I drove across my second panhandle of the trip a few days ago, and it was skinny, as panhandles are wont to be. The drive across Idaho couldn’t have taken much more than an hour. Along the way, about 20 miles east of Coeur d’Alene on I-90, was lovely Cataldo Mission. (Recommended by Andrea: Thanks!)
The oldest building in the state, Cataldo Mission was a Jesuit mission built in the 1840s, apparently at the request of the local Couer d’Alene Indians. First established by Father Pierre-Jean De Smet along the St. Joe River, the original location frequently flooded and the mission was soon rebuilt about 35 miles north.

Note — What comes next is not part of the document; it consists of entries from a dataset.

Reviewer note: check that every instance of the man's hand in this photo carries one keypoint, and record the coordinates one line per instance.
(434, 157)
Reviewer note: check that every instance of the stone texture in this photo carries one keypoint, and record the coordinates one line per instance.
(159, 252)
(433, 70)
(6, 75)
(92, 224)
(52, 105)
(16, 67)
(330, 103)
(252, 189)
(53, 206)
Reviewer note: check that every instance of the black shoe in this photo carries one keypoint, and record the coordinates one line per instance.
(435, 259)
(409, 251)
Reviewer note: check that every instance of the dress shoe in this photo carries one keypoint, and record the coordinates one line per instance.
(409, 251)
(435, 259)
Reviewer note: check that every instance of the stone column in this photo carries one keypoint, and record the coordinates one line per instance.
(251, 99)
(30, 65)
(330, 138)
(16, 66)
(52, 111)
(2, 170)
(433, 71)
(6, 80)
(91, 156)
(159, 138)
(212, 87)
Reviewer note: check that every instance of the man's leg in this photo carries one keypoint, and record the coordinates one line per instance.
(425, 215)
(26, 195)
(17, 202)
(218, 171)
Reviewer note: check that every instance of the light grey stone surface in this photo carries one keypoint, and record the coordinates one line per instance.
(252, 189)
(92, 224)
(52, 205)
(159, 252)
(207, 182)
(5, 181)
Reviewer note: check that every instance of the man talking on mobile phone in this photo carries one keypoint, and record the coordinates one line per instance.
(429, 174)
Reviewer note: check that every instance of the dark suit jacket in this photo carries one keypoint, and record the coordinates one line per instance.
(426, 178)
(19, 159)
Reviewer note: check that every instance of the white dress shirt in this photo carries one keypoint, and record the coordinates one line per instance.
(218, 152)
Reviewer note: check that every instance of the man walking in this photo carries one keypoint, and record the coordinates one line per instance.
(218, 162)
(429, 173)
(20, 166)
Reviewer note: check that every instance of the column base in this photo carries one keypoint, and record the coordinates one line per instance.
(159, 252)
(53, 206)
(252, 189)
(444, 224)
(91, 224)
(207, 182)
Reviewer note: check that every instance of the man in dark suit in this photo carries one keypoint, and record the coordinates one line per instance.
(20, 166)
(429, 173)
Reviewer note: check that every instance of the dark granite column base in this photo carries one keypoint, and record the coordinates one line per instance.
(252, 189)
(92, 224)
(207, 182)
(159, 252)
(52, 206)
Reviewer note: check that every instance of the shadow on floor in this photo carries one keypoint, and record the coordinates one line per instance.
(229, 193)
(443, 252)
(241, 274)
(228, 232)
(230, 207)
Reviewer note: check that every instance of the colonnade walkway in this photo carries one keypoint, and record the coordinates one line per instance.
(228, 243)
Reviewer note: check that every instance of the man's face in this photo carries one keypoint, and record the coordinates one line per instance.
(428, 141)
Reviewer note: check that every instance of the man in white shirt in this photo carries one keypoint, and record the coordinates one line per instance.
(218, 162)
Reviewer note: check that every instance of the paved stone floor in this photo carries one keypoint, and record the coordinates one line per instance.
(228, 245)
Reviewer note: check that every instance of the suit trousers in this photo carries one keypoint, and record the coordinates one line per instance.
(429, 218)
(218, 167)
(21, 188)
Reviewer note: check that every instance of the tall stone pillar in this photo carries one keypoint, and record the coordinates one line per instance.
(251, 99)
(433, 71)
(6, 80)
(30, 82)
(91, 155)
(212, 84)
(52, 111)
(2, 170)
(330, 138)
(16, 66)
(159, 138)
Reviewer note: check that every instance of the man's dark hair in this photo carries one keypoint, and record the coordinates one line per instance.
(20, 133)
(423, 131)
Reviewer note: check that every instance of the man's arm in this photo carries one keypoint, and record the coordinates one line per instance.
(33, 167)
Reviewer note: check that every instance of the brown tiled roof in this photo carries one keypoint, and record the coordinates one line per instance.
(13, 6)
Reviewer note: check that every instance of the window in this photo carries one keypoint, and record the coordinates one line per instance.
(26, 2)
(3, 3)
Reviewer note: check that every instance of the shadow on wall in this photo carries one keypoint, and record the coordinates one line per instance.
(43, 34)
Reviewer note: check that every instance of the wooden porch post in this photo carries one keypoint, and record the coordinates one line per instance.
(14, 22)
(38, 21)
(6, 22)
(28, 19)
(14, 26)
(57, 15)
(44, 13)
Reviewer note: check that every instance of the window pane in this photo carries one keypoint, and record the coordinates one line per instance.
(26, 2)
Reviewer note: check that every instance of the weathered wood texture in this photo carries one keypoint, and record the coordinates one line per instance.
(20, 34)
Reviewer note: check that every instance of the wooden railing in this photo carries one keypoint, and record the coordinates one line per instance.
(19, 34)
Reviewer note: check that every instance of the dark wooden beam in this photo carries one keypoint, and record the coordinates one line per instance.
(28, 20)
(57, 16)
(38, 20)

Father De Smet was a major figure in the development of the American West. Born in Belgium, he moved to America to become a missionary. He first made his mark in Iowa, by brokering a peace deal between the Potawatomi and Sioux tribes in Iowa. Eventually he set out for the Northwest to minister to the Flathead tribe. Later, in South Dakota, he would oversee a treaty between the Sioux, under Sitting Bull, and the US government’s Peace Commission. The treaty was supposed to guarantee Lakota ownership of the Black Hills, as well as hunting rights in the surrounding area. And we all know how that turned out: unmitigated success! Still, however influenced by his times (duh), DeSmet seems to have been a sincere ally of the native people he worked among.
But back to Cataldo. It’s a simple site to tour: For $4, you get access to the mission building, along with a nearby parish house and a visitors’ center. You can also stroll around the surrounding grounds. The whole experience takes less than an hour, and that’s if you really linger. It’s worth a stop — and even a linger, if you have the time.
An Italian-born Jesuit named Antonio Ravalli modeled the building after the great cathedrals of his home country. The construction itself — completed by the Jesuits and Couer d’Alenes working together — is notably local and make-do: huge beams, cut on site, were connected by wooden pegs. Saplings were woven in, and then a mixture of grass and mud was spackled in and left to dry. The walls are almost a foot thick.
Ravalli’s original design may have been European, but the materials and spirit of the place are thoroughly American. Ravalli used tin cans to replicate chandeliers, and treated wood so it resembled marble. The walls were “papered” in fabric from the Hudson’s Bay Company (which is still around, and manufactures these classic blankets). Intricately cut and painted wood details the whole ceiling. The whole place has the look of skillfully crafted homespun improvisation, and it’s gorgeous.
Frankly, I’d love to attend church at Cataldo Mission. But it’s almost as good to just stop by and admire it on a peaceful autumn weekday.